Question

If the L.C.M of two numbers such that $L.C.M\left( {91,26} \right) = 182$, then find the H.C.F of (91, 26).

Answer 1

Hint – In this question use the concept that the product of two numbers is equal to the product of L.C.M and the H.C.F. The two numbers are 91 and 26. So simple substitution of values to this concept will get the H.C.F of required numbers.

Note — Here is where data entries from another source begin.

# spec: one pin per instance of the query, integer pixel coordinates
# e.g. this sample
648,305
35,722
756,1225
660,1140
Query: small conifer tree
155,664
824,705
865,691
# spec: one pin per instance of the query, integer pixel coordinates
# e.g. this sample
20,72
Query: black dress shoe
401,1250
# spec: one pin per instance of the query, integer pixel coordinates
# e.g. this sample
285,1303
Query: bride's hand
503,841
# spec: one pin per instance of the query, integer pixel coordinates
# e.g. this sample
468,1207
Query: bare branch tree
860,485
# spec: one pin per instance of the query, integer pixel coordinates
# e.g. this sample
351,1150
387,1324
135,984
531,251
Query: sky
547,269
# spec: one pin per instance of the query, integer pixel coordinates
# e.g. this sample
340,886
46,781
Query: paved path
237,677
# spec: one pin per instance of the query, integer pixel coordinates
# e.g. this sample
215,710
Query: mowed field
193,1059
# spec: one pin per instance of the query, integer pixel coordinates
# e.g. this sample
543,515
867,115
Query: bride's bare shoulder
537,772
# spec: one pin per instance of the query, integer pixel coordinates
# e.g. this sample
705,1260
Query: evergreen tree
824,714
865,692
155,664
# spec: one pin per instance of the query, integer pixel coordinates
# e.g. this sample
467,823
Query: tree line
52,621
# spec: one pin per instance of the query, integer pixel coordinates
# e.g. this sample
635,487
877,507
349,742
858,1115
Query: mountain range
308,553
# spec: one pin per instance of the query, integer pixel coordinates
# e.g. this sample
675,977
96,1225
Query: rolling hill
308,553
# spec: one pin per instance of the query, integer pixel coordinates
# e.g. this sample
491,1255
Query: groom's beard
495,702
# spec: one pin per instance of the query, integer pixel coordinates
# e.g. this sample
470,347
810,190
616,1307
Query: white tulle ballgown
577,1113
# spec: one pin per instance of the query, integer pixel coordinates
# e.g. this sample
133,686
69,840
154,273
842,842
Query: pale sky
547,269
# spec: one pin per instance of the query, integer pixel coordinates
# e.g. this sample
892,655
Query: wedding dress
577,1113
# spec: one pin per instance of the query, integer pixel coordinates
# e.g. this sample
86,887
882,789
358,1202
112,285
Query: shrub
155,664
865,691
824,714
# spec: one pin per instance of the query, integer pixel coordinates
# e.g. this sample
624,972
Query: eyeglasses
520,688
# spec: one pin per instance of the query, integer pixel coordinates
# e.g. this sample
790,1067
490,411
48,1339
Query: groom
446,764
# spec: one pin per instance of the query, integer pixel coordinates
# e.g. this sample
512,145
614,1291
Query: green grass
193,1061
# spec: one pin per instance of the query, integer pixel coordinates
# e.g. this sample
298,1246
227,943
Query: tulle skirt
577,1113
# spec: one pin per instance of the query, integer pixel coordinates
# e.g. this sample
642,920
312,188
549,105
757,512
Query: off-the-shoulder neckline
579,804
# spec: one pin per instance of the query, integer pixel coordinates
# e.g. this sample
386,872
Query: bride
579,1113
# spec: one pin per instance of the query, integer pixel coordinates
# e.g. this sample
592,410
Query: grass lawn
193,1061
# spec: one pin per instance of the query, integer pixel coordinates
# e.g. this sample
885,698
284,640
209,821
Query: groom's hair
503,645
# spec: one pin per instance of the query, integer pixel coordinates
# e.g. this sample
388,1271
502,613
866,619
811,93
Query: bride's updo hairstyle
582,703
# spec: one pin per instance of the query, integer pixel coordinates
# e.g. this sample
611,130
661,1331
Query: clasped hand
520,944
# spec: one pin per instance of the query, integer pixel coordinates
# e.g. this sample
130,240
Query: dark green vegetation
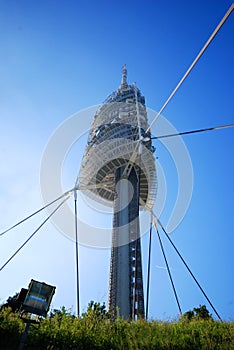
94,330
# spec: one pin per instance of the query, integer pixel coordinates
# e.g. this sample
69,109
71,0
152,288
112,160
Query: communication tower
118,170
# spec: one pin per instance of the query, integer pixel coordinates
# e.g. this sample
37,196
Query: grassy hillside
95,331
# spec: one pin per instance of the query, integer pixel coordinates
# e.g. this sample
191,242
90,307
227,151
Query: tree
199,313
95,309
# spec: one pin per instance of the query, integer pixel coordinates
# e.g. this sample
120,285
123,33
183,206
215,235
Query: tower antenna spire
124,77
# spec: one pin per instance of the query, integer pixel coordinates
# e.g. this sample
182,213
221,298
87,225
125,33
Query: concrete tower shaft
118,127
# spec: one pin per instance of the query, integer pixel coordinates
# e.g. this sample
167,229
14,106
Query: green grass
64,331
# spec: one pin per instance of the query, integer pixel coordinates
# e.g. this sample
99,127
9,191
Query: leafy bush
95,330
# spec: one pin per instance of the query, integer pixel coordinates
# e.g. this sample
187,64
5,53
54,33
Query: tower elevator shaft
126,265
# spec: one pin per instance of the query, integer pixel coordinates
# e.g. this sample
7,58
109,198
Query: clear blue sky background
58,57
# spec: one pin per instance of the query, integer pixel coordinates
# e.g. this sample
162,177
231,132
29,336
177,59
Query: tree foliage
199,313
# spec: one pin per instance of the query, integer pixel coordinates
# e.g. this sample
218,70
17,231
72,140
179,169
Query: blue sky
60,57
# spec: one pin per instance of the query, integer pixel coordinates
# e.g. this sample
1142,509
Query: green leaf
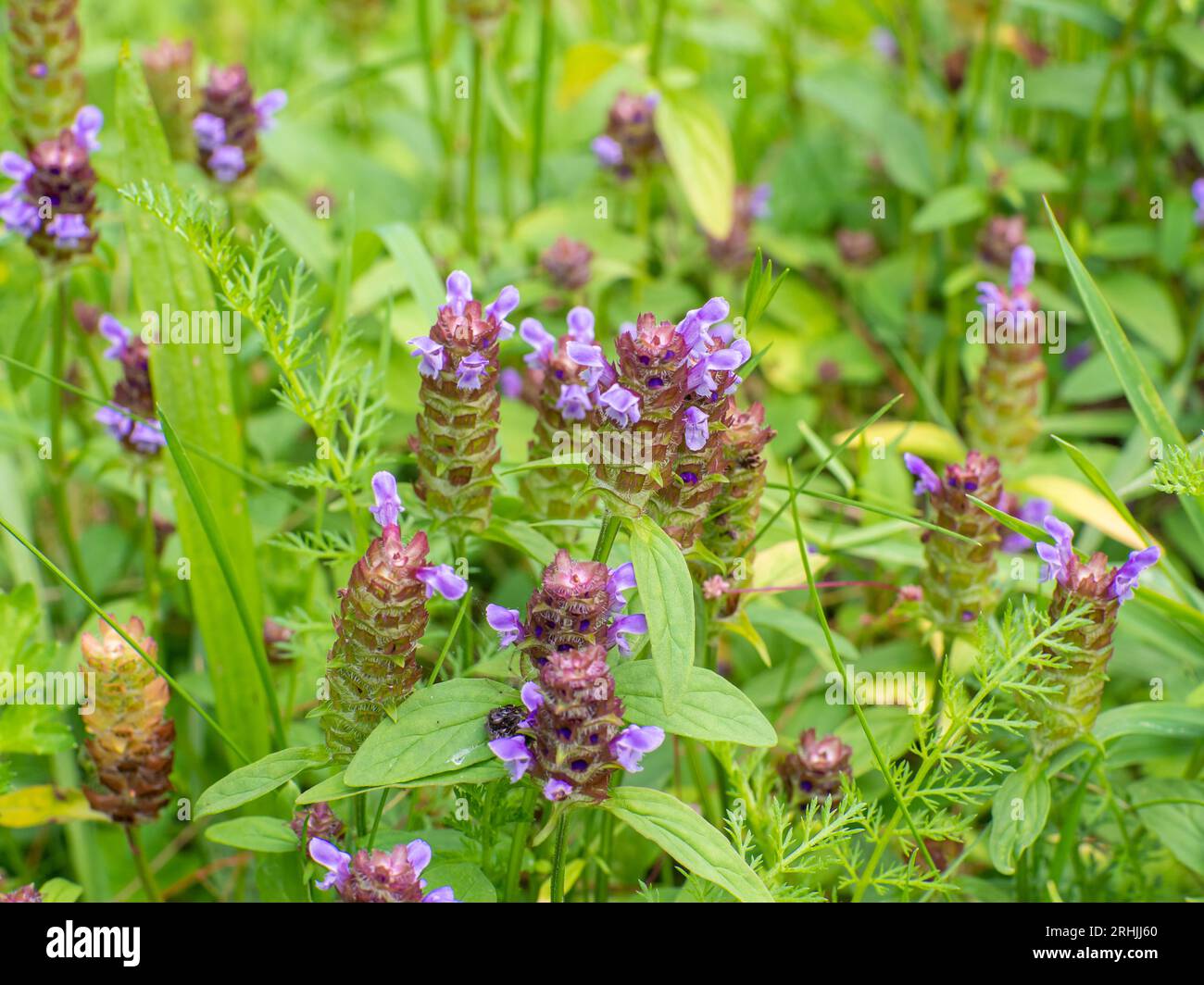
667,595
1150,717
711,709
687,838
434,731
1018,814
192,383
261,777
408,249
270,835
699,152
947,207
1174,811
1143,395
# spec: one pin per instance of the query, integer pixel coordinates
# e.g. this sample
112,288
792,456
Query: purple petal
697,429
442,580
506,623
630,745
388,503
557,790
1126,577
926,480
458,291
514,754
581,324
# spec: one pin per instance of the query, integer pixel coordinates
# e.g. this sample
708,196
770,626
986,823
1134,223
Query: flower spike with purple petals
457,440
1096,592
378,877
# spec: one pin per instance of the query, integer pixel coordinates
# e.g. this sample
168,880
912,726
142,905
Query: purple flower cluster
56,175
378,877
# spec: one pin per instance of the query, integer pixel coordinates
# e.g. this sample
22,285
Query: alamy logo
193,328
994,327
95,941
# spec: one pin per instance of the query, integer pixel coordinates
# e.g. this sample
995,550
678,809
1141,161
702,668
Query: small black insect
505,721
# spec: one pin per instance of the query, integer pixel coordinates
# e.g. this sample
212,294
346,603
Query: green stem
477,98
558,862
140,862
538,106
609,530
518,847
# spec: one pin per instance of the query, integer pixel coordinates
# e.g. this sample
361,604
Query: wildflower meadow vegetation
602,451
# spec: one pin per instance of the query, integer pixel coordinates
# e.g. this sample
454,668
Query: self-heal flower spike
1003,417
44,52
378,877
371,666
574,607
813,772
566,397
131,416
52,204
131,742
1099,592
228,124
958,580
457,440
164,65
573,737
731,520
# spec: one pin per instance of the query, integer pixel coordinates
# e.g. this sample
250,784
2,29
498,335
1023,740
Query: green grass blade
193,385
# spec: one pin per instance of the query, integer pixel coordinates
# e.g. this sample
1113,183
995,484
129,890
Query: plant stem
477,98
558,862
606,537
538,106
140,862
518,847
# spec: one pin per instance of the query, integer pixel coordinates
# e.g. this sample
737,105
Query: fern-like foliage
320,380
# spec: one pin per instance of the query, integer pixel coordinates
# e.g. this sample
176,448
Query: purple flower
269,105
697,429
1023,267
388,503
458,291
509,381
557,790
507,300
338,864
68,229
209,131
228,163
1032,512
581,324
1127,575
115,332
442,580
927,480
631,743
621,405
574,401
15,167
1059,554
538,339
626,625
607,149
432,355
506,623
87,127
514,754
470,372
621,579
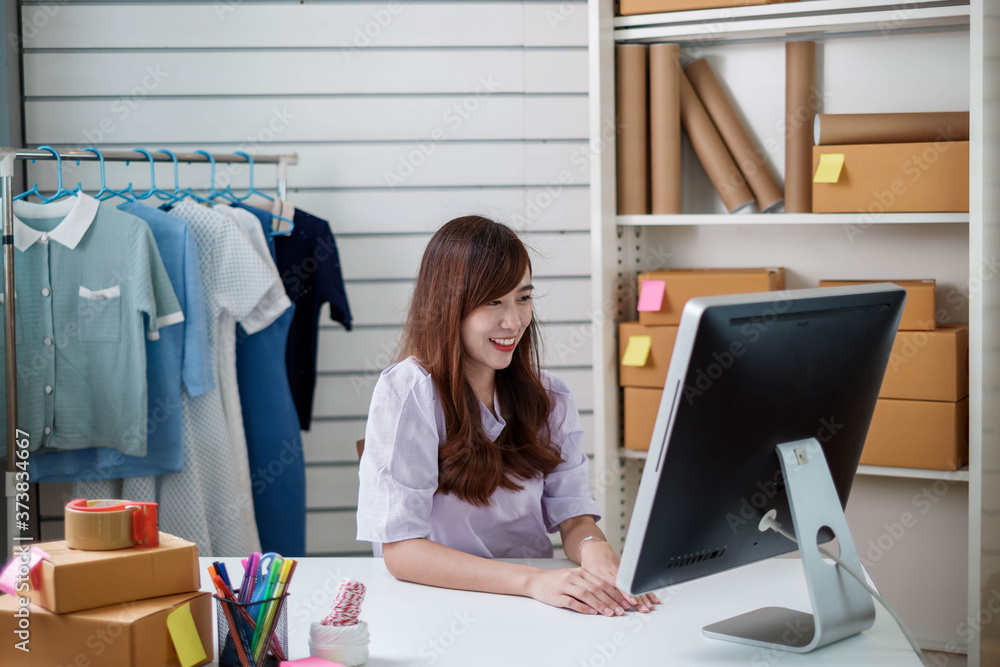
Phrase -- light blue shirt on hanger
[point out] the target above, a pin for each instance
(180, 360)
(85, 277)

Complete step by step answer:
As we know that the H.C.F of the numbers is the product of common factors.
Least common multiple of two numbers is to first list the prime factors of each number. Then multiply each factor the greatest number of times it occurs in either number. If the same factor occurs more than once in both numbers, you multiply the factor the greatest number of times it occurs.
The L.C.M of 26 and 91 is 182
$ \Rightarrow L.C.M\left( {91,26} \right) = 182$ (Given).
And the product of two numbers is $\left( {26 \times 91} \right) = 2366$.
Now as we know that L.C.M $ \times $ H.C.F = product of two numbers.
Therefore, H.C.F = $\dfrac{{{\text{product of two numbers}}}}{{L.C.M}}$
$ \Rightarrow H.C.F\left( {91,26} \right) = \dfrac{{2366}}{{182}} = 13$
So the required H.C.F of 91 and 26 is 13.
So, this is the required answer.

Note – The least common multiple or the lowest common multiple of any two integers is the smallest positive integer that is divisible by both the numbers. The H.C.F or the greatest common factor of any two numbers is the largest factor which is common to both the numbers.